In fact, if one really wants to get at the source of most cancers, there is the sun. If these public health cancer fighters truly were serious about keeping Americans from being exposed to the dangers of cancer, then they would demand legislation that either would prevent the sun from shining or at least require that we block all windows during the day and venture out only at night, something reminiscent of Frederic Bastiat’s “Petition of the Candlemakers.”
However, my activist email partner emphasized time and again that he wanted only the “Class A” carcinogens to be eliminated from the workplace. That is not as easy a task as one might think, even if all tobacco smoke is eliminated. Carcinogens, you see, come in all places, including clothing and carpet. It is nearly impossible to go through life without coming into contact with such things.

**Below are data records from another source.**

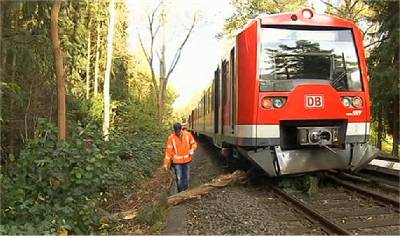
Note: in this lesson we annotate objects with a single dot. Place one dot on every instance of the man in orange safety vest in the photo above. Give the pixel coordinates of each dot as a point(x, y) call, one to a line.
point(179, 151)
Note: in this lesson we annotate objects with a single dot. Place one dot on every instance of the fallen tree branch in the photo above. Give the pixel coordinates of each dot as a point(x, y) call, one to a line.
point(218, 182)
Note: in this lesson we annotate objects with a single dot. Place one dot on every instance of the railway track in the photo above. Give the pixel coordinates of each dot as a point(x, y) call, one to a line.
point(347, 209)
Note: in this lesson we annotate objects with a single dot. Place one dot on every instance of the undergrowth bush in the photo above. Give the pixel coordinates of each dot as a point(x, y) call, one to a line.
point(54, 185)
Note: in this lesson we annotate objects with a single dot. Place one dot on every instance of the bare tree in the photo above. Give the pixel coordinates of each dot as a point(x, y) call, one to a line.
point(96, 63)
point(161, 85)
point(88, 64)
point(106, 91)
point(60, 72)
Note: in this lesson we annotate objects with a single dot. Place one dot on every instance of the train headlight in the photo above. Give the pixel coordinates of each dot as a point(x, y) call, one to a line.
point(307, 13)
point(357, 102)
point(346, 101)
point(278, 102)
point(273, 102)
point(266, 103)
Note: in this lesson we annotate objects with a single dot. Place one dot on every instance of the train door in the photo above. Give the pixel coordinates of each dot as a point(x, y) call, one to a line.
point(217, 94)
point(233, 90)
point(225, 98)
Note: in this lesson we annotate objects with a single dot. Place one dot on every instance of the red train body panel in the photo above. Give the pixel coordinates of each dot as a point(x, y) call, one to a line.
point(291, 95)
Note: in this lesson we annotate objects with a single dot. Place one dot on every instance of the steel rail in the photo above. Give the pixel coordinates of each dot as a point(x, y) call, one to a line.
point(383, 199)
point(327, 225)
point(365, 179)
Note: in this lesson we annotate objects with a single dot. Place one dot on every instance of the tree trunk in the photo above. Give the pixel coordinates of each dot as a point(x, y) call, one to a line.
point(88, 66)
point(60, 73)
point(396, 128)
point(163, 67)
point(380, 127)
point(106, 91)
point(96, 65)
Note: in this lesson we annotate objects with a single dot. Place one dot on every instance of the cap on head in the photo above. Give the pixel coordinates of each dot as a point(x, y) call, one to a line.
point(177, 127)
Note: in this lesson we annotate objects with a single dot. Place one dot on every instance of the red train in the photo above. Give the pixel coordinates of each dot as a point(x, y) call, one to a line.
point(291, 95)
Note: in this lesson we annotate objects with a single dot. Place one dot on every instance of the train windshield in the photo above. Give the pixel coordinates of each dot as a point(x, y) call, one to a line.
point(290, 57)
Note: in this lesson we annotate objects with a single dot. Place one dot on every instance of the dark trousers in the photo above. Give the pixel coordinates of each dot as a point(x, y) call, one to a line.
point(182, 173)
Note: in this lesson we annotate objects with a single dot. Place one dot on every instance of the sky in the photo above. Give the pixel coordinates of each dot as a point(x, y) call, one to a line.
point(201, 54)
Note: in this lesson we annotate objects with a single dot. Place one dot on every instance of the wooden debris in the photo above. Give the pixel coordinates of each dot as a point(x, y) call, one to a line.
point(218, 182)
point(197, 192)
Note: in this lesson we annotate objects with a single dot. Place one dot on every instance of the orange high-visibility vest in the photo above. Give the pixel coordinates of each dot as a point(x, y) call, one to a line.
point(179, 148)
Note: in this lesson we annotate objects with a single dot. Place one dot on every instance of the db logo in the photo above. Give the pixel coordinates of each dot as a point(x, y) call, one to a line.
point(314, 101)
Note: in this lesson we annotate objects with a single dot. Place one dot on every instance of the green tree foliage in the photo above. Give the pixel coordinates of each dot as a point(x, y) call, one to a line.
point(248, 9)
point(47, 185)
point(384, 69)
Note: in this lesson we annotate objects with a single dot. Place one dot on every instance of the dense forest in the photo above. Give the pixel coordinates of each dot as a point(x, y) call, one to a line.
point(82, 118)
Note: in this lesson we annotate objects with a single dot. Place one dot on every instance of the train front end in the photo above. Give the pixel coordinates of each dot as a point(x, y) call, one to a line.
point(313, 95)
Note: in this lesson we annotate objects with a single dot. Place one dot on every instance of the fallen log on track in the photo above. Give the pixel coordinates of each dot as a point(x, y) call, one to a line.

Thus, the safety issue is nothing more than a red herring, or yet another version of the “Camel’s Nose.” Anti-tobacco activists most likely will not stop until we have something akin to the 1920s version of Prohibition, this time tobacco being the target, the failures of alcohol and drug bans not affecting them in the least.
While many libertarians have fashioned the argument as a contest between the rights of smokers and nonsmokers, it is a mistake to stop there. There are no doubts that conflicting rights exist here, but legislation targeting tobacco use is not the answer. The real issue here is not whether the law will be used as a mediation device between smokers and nonsmokers, but rather the fact that activists are using the state as a vehicle to hijack private property rights and to take choices away from individuals who are quite capable of thinking for themselves.
“If one abolishes man’s freedom to determine his own consumption, one takes all freedoms away,” writes Mises.
The decision of whether or not to ban smoking on private property should be solely left up to the property owner, period. Furthermore, individuals who choose to work or patronize such places should not be permitted to claim later that secondhand smoke made them sick (and then have a jury make them multimillionaires).
For all of the “halo-effect” that supposedly surrounds anti-smoking activists, they are little more than closet thieves. Yes, free speech dictates that they should be able to say what they want in a proper forum. And, yes, private property rights should also dictate that they mind their own business when it comes to the property of others.